Les gardiennes

27.03.2018 Walter Gasperi

Nach «Von Menschen und Göttern» erweist sich Xavier Beauvois mit seinem Drama über französische Frauen, die während des Ersten Weltkriegs allein die Arbeit auf einem Bauernhof verrichten müssen, erneut als Meister eines bedächtigen und leisen, aber intensiven Kinos.


Wie aus der Zeit gefallen wirkt Xavier Beauvois´ Verfilmung von Ernest Pérochons 1924 erschienenem gleichnamigem Roman. Auf jedes Spektakel und eigenwillige Regieeinfälle verzichtet der Franzose völlig, schielt nie nach Originalität, biedert sich nie beim Publikum an.
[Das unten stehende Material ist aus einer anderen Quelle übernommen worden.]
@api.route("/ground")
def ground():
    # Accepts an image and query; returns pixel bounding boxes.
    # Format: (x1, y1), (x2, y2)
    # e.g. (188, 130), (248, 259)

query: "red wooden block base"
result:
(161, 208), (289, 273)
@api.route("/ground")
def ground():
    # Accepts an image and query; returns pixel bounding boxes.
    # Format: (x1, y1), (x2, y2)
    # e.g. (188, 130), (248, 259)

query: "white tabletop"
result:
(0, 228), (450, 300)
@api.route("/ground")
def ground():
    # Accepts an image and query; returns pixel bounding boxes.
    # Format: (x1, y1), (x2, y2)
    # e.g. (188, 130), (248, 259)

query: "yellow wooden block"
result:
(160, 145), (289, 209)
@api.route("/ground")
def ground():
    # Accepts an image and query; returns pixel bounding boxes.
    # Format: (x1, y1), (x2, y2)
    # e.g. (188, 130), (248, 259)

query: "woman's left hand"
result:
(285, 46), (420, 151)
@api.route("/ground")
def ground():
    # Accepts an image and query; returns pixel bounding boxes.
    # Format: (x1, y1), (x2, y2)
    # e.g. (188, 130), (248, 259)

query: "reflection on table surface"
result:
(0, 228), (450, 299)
Als altmodisch und bieder könnte man «Les gardiennes» in seiner geradlinigen und auf alle Brechungen verzichtenden Erzählweise bezeichnen, doch entwickelt dieses Drama durch die Ernsthaftigkeit der Inszenierung von der ersten Einstellung an eine Spannung, die Beauvois über knapp 140 Minuten aufrecht hält.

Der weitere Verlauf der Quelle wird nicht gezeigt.